Cluster Network Communication Test
Case #1
- Configuration: Broadcom NIC
- Worker Nodes: VM (VF)
- Test Result:
- Using Cilium CNI, transmission packets were confirmed at the VM and host server level, but packets were not detected at the Leaf Switch.
Case #2
- Configuration: Broadcom NIC, Intel NIC
- Worker Nodes: VM (VF)
- Test Result:
- Packets transmitted from the Intel NIC were successfully received by the Broadcom NIC. However, packets transmitted from the Broadcom NIC were not detected at the Leaf Switch.
# Intel NIC ( 10.172.102.93 )
tcpdump: verbose output suppressed, use -v or -vv for full protocol decode
listening on any, link-type LINUX_SLL (Linux cooked v1), capture size 262144 bytes
16:11:50.113760 IP 10.172.102.93.60117 > 10.172.102.183.8472: OTV, flags [I] (0x08), overlay 0, instance 6
IP 10.244.5.126 > 10.244.6.221: ICMP echo request, id 1, seq 87, length 64
16:11:51.137755 IP 10.172.102.93.60117 > 10.172.102.183.8472: OTV, flags [I] (0x08), overlay 0, instance 6
IP 10.244.5.126 > 10.244.6.221: ICMP echo request, id 1, seq 88, length 64
16:11:52.161775 IP 10.172.102.93.60117 > 10.172.102.183.8472: OTV, flags [I] (0x08), overlay 0, instance 6
IP 10.244.5.126 > 10.244.6.221: ICMP echo request, id 1, seq 89, length 64
16:11:53.185763 IP 10.172.102.93.60117 > 10.172.102.183.8472: OTV, flags [I] (0x08), overlay 0, instance 6
IP 10.244.5.126 > 10.244.6.221: ICMP echo request, id 1, seq 90, length 64
16:11:54.209795 IP 10.172.102.93.60117 > 10.172.102.183.8472: OTV, flags [I] (0x08), overlay 0, instance 6
IP 10.244.5.126 > 10.244.6.221: ICMP echo request, id 1, seq 91, length 64
16:11:55.233780 IP 10.172.102.93.60117 > 10.172.102.183.8472: OTV, flags [I] (0x08), overlay 0, instance 6
IP 10.244.5.126 > 10.244.6.221: ICMP echo request, id 1, seq 92, length 64
16:11:56.257743 IP 10.172.102.93.60117 > 10.172.102.183.8472: OTV, flags [I] (0x08), overlay 0, instance 6
IP 10.244.5.126 > 10.244.6.221: ICMP echo request, id 1, seq 93, length 64
# Broadcom NIC ( 10.172.102.183 )
tcpdump: verbose output suppressed, use -v or -vv for full protocol decode
listening on ens4, link-type EN10MB (Ethernet), capture size 262144 bytes
16:10:40.161741 IP 10.172.102.93.60117 > 10.172.102.183.8472: OTV, flags [I] (0x08), overlay 0, instance 6
IP 10.244.5.126 > 10.244.6.221: ICMP echo request, id 1, seq 20, length 64
16:10:40.161926 IP 10.172.102.183.50506 > 10.172.102.93.8472: OTV, flags [I] (0x08), overlay 0, instance 6
IP 10.244.6.221 > 10.244.5.126: ICMP echo reply, id 1, seq 20, length 64
16:10:41.185717 IP 10.172.102.93.60117 > 10.172.102.183.8472: OTV, flags [I] (0x08), overlay 0, instance 6
IP 10.244.5.126 > 10.244.6.221: ICMP echo request, id 1, seq 21, length 64
16:10:41.185895 IP 10.172.102.183.50506 > 10.172.102.93.8472: OTV, flags [I] (0x08), overlay 0, instance 6
IP 10.244.6.221 > 10.244.5.126: ICMP echo reply, id 1, seq 21, length 64
Case #3
- Configuration: Broadcom NIC
- Worker Nodes: Host (PF)
- Test Result:
- Communication was normal.
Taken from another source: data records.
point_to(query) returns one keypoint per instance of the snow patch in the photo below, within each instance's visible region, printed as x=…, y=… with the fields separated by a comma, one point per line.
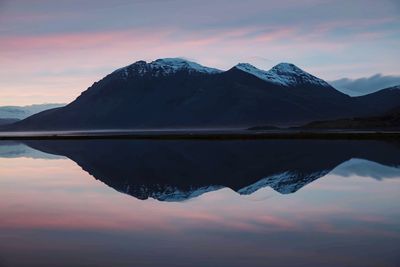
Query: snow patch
x=164, y=67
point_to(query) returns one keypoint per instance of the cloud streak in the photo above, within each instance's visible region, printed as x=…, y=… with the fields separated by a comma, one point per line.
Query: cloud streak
x=366, y=85
x=47, y=46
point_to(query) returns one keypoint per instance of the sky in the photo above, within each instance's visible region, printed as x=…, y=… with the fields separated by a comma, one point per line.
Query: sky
x=51, y=51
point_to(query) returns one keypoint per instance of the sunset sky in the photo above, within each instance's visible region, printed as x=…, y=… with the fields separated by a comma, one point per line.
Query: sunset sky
x=50, y=51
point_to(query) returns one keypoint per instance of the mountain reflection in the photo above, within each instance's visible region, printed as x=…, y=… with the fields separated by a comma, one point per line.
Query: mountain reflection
x=178, y=170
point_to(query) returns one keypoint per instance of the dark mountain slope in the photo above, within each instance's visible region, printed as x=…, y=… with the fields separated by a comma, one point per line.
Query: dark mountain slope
x=388, y=121
x=175, y=170
x=174, y=93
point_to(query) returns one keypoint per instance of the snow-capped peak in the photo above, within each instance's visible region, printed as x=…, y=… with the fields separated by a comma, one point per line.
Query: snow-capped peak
x=291, y=75
x=284, y=74
x=262, y=74
x=165, y=66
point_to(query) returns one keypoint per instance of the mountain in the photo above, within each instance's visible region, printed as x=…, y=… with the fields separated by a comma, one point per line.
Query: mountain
x=5, y=121
x=22, y=112
x=170, y=170
x=176, y=93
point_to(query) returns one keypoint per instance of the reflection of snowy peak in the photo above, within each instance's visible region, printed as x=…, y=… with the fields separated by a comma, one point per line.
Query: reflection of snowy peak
x=285, y=183
x=164, y=67
x=284, y=74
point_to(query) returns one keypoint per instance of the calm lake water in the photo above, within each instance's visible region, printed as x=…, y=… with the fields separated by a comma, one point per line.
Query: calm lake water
x=200, y=203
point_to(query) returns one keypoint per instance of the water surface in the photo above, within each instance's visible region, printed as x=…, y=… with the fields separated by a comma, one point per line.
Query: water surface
x=200, y=203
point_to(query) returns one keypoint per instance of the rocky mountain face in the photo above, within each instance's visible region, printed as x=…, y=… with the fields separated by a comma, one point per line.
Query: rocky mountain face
x=176, y=93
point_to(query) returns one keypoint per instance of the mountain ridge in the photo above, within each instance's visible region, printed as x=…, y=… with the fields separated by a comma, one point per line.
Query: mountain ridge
x=179, y=93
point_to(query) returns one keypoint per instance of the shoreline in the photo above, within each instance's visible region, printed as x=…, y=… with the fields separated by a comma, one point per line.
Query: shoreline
x=201, y=135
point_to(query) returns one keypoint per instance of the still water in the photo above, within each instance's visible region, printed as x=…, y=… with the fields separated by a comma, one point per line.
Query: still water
x=200, y=203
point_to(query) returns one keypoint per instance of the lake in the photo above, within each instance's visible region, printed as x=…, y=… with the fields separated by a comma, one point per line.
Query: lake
x=199, y=203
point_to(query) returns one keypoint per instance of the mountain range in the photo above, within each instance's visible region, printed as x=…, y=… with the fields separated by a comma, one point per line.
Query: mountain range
x=176, y=93
x=22, y=112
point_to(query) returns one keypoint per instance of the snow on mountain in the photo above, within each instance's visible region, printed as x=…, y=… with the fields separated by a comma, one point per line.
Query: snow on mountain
x=284, y=74
x=164, y=67
x=292, y=75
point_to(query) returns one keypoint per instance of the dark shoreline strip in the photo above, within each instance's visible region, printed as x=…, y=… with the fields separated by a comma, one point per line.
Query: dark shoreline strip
x=213, y=136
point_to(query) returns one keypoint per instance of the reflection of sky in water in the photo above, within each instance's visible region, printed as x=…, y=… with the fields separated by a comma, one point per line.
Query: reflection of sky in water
x=53, y=213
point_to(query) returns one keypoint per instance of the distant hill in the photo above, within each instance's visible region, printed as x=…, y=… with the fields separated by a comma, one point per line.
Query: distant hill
x=175, y=93
x=22, y=112
x=388, y=120
x=5, y=121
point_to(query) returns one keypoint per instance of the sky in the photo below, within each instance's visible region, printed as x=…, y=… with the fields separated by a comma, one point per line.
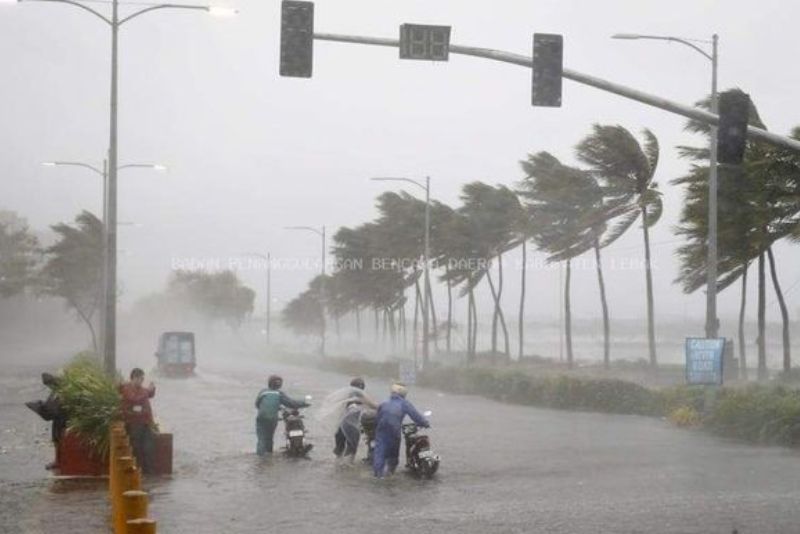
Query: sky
x=250, y=153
No issues were detected. Cluster Network Communication Test - Configuration Changes
Disabling XDP
Communication remained impossible, similar to Case #1.
NIC Setting Changes
Settings:
Settings | Command |
---|---|
generic-segmentation-offload | ethtool -K ens4 gso off |
tx-udp_tnl-segmentation | ethtool -K ens4 tx-udp_tnl-segmentation off |
tx-udp_tnl-csum-segmentation | ethtool -K ens4 tx-udp_tnl-csum-segmentation off |
Result: Communication remained impossible, similar to Case #1.
VM Broadcom NIC Driver Version Change
- Previous: 5.15.0-58-generic
- Updated: 1.10.2-223.0.183.0
- Result: Communication remained impossible, similar to Case #1.
Does the Broadcom NIC Virtual Function Driver not support an environment that uses both Kubernetes and Cilium CNI in a VM environment using SR-IOV? Or is there a need for additional configuration?